26 November 2024   10:59 Diperbarui: 26 November 2024   10:59 58
+
Laporkan Konten
Laporkan Akun
Kompasiana adalah platform blog. Konten ini menjadi tanggung jawab bloger dan tidak mewakili pandangan redaksi Kompas.
Lihat foto
Sumber gambar: PICRYL (Creative Commons License)

Sukarno adalah sosok presiden yang menempatkan kepentingan rakyat di atas kepentingan partai, pribadi, bahkan keluarganya. 

Sukarno pascadijatuhkan dari kursi kepresidenannya, tidak memiliki kekayaan pribadi apa pun, tidak pernah melakukan nepotisme, tidak pernah memberikan fasilitas untuk anaknya supaya menjadi seorang pejabat. Bukti-bukti inilah yang memperkuat argumentasi bahwa Presiden Sukarno adalah presiden yang mencintai negeri Indonesia sepenuhnya.

Mengenai perekonomian negara dan kesejahteraan rakyatnya, Sukarno bukan tak berusaha mewujudkannya, melainkan Sukarno dengan segala cita-cita dan taktik untuk mewujudkannya harus gagal di tengah jalan. 

Suksesi dengan pertumpahan darah yang dilakukan oleh Jenderal Soeharto mengantarkan ketidakberesan arah perekonomian negara, sehingga perekonomian disusun dengan cara-cara ke-Amerika-an dan penuh dengan praktik Korupsi, Kolusi, dan Nepotisme (KKN).

Oleh karena itu, bangsa Indonesia tidak pernah bisa mandiri dalam perekonomian, tidak pernah dapat berdiri di atas kaki sendiri, bahkan tidak hanya pada Orde Baru-nya Soeharto, tetapi ketidakberesannya itu berlangsung hingga sekarang. Indonesia selalu rela kekayaan alamnya diambil bangsa lain, rakyat tak mendapatkan apa-apa. Kalaupun dapat, jumlahnya akan lebih banyak untuk para pejabat korup Indonesia.

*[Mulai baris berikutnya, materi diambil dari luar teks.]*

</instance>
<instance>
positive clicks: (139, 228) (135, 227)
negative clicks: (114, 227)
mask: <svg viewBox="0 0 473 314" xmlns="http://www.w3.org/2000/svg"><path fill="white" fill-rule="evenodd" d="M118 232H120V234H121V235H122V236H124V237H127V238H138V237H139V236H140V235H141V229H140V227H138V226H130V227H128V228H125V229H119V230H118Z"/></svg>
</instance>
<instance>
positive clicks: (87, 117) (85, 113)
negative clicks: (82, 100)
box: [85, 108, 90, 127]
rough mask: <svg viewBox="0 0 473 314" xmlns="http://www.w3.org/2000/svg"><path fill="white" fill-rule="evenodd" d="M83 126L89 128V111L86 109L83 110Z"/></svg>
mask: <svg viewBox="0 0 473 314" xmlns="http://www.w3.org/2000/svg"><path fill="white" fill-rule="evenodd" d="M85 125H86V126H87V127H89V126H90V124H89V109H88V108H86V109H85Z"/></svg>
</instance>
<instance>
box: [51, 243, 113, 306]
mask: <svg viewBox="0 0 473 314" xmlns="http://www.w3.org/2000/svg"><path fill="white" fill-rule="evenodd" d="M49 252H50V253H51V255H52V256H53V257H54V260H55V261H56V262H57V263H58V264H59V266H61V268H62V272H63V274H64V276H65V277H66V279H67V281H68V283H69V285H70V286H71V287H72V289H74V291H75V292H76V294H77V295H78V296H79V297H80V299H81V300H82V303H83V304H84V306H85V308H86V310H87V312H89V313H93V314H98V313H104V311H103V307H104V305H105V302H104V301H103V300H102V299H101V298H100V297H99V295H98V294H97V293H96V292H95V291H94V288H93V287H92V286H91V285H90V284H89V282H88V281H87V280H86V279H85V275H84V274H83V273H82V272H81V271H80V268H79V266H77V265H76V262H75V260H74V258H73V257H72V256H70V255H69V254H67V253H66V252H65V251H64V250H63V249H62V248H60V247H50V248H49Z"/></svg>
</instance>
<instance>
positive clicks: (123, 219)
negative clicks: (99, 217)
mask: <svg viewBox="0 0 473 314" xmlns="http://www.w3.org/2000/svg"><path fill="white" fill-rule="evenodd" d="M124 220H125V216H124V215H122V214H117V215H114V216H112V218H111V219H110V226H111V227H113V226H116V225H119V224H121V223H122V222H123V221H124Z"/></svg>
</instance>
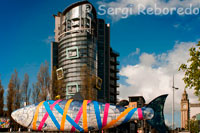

Fakta-fakta tersebut semakin membuat hati kita meringis dengan adanya bukti dan data tambahan bahwa kekayaan alam Indonesia sebenarnya adalah sangat kaya dan mahakaya. Sukarno pernah menjelaskan tentang kekayaan Indonesia:

"Kalau terus-menerus kekayaan-kekayaan itu terpendam mati, karena kita sendiri tak mampu menggalinya, maka nanti dapat terjadi kepada kita ini, tetap miskin di tengah-tengah kekayaan itu, ibarat ayam mati kelaparan di lumbung padi, itik mati dahaga pada waktu berenang di air sungai."

Perlu diketahui oleh kita sebagai bangsa Indonesia, Sukarno pernah merumuskan tiga kerangka Revolusi Indonesia, dan sempat dilaksanakan oleh Sukarno pada masa kepresidenannnya, yaitu:

Pertama, pembentukan Negara Kesatuan Republik Indonesia yang berwilayah dari Sabang sampai Merauke. Kesatuan wilayah dari Sabang sampai Merauke, dari Barat hingga ke wilayah paling Timur, akan menjadi modal besar bagi perjuangan rakyat Indonesia menuju masyarakat adil dan makmur. Kesatuan geografis ini pun akan menjadi modal geopolitik Indonesia dengan konteks wilayahnya yang amat strategis.

Kedua, pembangunan masyarakat adil dan makmur dalam wadah Negara Kesatuan Republik Indonesia tersebut, yang wilayahnya utuh-lengkap-bersatu dari Sabang sampai Merauke itu. Tentunya dengan modal kedaulatan penuh dalam wadah Republik ini, pemerintah wajib menyusun---kemudian melaksanakan---program pembangunan-pembangunan kerakyatan untuk mencapai masyarakat adil dan makmur.

Ketiga, pembentukan hubungan persahabatan antara bangsa-bangsa di seluruh dunia, khususnya di antara bangsa-bangsa Asia-Afrika untuk mencapai perdamaian dunia yang sempurna.

Kerangka revolusi menurut Sukarno ini penting sekali diketahui dan dipelajari oleh para pemimpin bangsa Indonesia saat ini. Tiap-tiap kerangka ini berkelindan satu sama lain, sehingga tak dapat dipisah-pisahkan. Kesemuanya adalah satu-kesatuan-bulat.

Pemikiran berupa kerangka revolusi ini kemudian akan menjadi modal mutlak teramat-amat penting bagi Presiden Indonesia terpilih, Prabowo Subianto, untuk menuntaskan amanat penderitaan rakyat Indonesia menuju cita-cita Proklamasi 17 Agustus 1945---masyarakat adil dan makmur.

Sesungguhnya, intisari dari pemikiran ekonomi Sukarno adalah menolak segala bentuk sistem perekonomian yang eksploitatif, yaitu perekonomian kapitalistis yang sekarang eksis dalam tatanan dunia. Sukarno sangat membenci perekonomian yang melahirkan penindasan manusia oleh manusia lainnya, juga membenci perekonomian yang menimbulkan penindasan bangsa oleh bangsa lainnya.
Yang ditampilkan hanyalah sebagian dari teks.